Avant la rencontre en Alaska, les les positions des deux belligérants restaient irréconciliables.

La Russie réclame que l'Ukraine lui cède quatre régions partiellement occupées (Donetsk, Lougansk, Zaporijjia et Kherson), en plus de la Crimée annexée en 2014, et qu'elle renonce aux livraisons d'armes occidentales et à toute adhésion à l'Otan.

C'est inacceptable pour Kiev, qui veut un cessez-le-feu inconditionnel et immédiat, ainsi que des garanties de sécurité futures.

Donald Trump, qui depuis l'invasion russe de l'Ukraine renvoie dos à dos les deux belligérants, parle depuis un certain temps "donnant-donnant" en matière territoriale.

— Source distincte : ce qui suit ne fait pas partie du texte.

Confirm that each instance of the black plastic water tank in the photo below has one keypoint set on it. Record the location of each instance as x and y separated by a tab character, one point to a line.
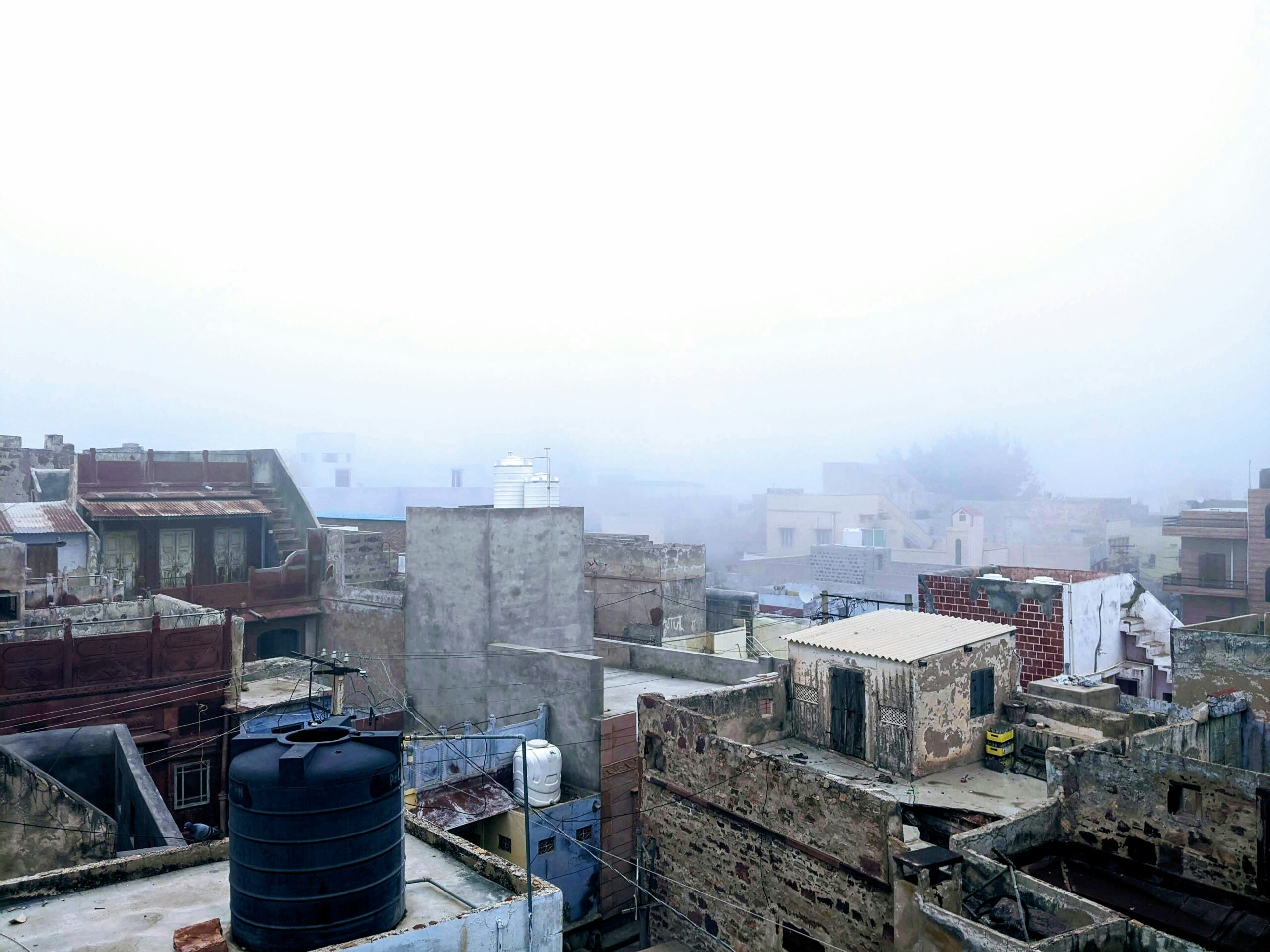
317	837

Si le président russe et le président américain ont une obsession commune, celle de ne jamais apparaître en position de faiblesse, leurs approches des rapports de force internationaux sont bien différentes.

Pour Donald Trump, ancien promoteur immobilier devenu célèbre grâce à une émission de téléréalité, tout est affaire de négociation rapide, de marchandage rondement mené, pour arriver à un "deal" forcément avantageux pour lui.

Là où Vladimir Poutine, ancien du KGB formé à la guerre psychologique, raisonne à long terme, évoquant le destin historique d'une "grande Russie" qu'il voudrait reconstituer.